Opals are thanks to Uranium

25 November 2007

A Black OpalOpals are precious stones in which you can see vibrant colours which change as you move and look at them from different directions, in a similar way to how the colours you can see in a CD change and move as you look at them. The colour is produced by their structure not by pigments, opals are made of silica - the same thing as most sand, but it is in the form of billions of tiny spheres smaller than the wavelength of light.

Each sphere will reflect and scatter light from a slightly different place, all of these small reflections interfere with each other so in some directions for some colours they add together and in others they cancel each other out forming the beautiful colours.

Opals can be found in many types of rock and until now we didn't know what triggered them to form. Geologist Brian Senior and physicist Lewis Chatterton have studied opals very carefully using equipment such as electron microscopes and have discovered that the opal spheres seem to form in areas where silica is crystalising out of water.
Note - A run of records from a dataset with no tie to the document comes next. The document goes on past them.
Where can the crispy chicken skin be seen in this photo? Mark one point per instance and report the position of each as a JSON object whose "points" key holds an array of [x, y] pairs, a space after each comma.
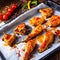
{"points": [[57, 33], [30, 45], [36, 21], [45, 40], [54, 21], [20, 29], [46, 12], [8, 38], [36, 31]]}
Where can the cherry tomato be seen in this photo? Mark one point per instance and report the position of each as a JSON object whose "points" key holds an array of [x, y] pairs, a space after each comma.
{"points": [[1, 16], [5, 17], [14, 6], [8, 14], [10, 10]]}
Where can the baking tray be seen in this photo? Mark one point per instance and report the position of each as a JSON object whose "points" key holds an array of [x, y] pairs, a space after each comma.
{"points": [[10, 54]]}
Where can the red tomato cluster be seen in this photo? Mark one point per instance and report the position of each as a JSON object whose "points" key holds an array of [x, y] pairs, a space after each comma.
{"points": [[9, 12]]}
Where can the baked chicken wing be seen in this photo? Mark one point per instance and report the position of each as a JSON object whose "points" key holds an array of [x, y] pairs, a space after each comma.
{"points": [[45, 40], [36, 21], [36, 31], [30, 45], [54, 21], [57, 33], [8, 38], [46, 12], [20, 29]]}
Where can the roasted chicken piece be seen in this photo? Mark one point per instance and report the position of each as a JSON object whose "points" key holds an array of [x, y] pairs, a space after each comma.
{"points": [[36, 31], [36, 21], [45, 40], [57, 33], [30, 45], [8, 38], [54, 21], [46, 12], [20, 29]]}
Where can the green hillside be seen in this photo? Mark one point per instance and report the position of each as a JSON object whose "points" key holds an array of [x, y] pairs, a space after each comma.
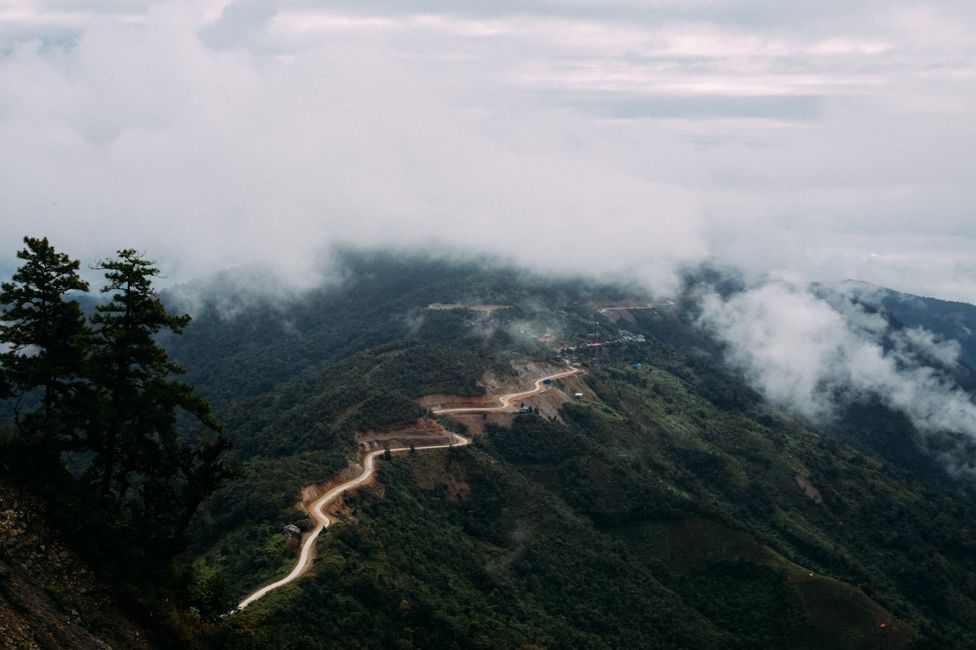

Normally this process cannot start in the centre of the water because there is nothing for the crystal to start to form on, so crystals grow out form the walls. But if there is Uranium decaying in the water the radiation it produces can from a nucleation point and start a crystal. All these small crystals form the centres of the spheres in the opal.

This is not just interesting science though because it means that opals are associated with radioactivity and so if you look for the radioactivity you may well find the opals.